Looking back to see the post-antibiotic era

Now online in Lancet ID an impressive and important retrospective study describing the faith of 437 patients with BSI caused by carbapenamase-producing Enterobacteriaceae (CPE). When scanning the conclusions of your weekly diarrhea of new papers (as I do) this one might have escaped your attention: (in short) “Appropriate therapy is good. Combination therapy too. Patients with BSIs due to CPE should receive active therapy.” Yet, there is much more interesting stuff in this paper.

With 26 hospitals in 10 countries they collected – in 10 years – 437 patients with CPE BSI (1.4 episode/hsopital/month). The primary enpoint was day-30 mortality (after BSI) and appropriate antibiotic therapy was defined as administration of at least 1 active drug against the blood isolate within 5 days after BSI. Which implies that inappropriate is truly inappropriate. The study is actually on Klebsiella pneumoniae (>85% of all isolates) with KPC (>75% of carbapenamases).

30-day mortality was 38% and 61% in patients that received appropriate and inappropriate therapy, respectively. That is an absolute difference of 23% and a relative difference of 60%. Now the question is what part of that increase can be attributed to antibiotic resistance. In the multivariable analysis appropriate therapy had a hazard rate of 0.45 (95% CI 0.33-0.62), which confirms that Klebsiella BSI should be treated with antibiotics!

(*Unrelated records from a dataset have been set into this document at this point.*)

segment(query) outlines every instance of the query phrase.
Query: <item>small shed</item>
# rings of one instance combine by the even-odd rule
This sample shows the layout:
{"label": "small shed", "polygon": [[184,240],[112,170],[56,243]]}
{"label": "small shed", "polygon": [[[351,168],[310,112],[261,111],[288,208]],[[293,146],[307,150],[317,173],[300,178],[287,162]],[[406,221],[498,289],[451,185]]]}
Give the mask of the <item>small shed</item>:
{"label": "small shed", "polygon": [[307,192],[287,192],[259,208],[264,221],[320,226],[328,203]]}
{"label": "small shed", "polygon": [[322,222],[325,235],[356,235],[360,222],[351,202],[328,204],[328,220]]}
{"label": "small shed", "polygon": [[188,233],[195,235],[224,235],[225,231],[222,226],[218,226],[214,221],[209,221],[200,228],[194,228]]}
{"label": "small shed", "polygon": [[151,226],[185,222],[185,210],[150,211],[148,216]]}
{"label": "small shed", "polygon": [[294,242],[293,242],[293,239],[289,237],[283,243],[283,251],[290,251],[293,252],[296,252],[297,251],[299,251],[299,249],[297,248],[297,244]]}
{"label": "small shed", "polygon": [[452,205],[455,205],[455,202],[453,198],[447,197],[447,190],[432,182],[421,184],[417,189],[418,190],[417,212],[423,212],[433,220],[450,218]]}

Yet, resistance does not explain all of the difference, as source of infection, severity of infection (Pitt score and severe sepsis), comorbidity, and time (mortality was higher between 2004-2011 than in 2012-13) were also independently associated with 30-day mortality. The most interesting association was “being treated in a high-mortality-risk center”, with a hazard rate of 2.37 (95% CI 1.74-3.22), propbably as strong as inappropriate therapy.

What is a high-mortality-risk center, other than the words mean? It is defined as “centres with low and high mortality using TreeNet considering all other variables; therefore, sites classified as high-risk centres were those with high mortality after consideration of patients’ features”. I can imagine that there is an interest in knowing where these centers are; and that the investigators are not interested in disclosing that information. The last author, Jesus Rodriguez-Bano, told me that, unfortunately, relevant additional information for patient outcome, such as source control and supportive therapies had not been collected. Yet, high-mortality-risk center looks like another threat for patients, apart from antibiotic resistance.

Other interesting results are the (lack of) association with outcome if appropriate therapy is defined with a cutoff of 2 instead of 5 days, and the listing of appropriate monotherapy (colistin 35%, beta-lactams 30%, tigecycline 18%, and aminoglycosides 13%).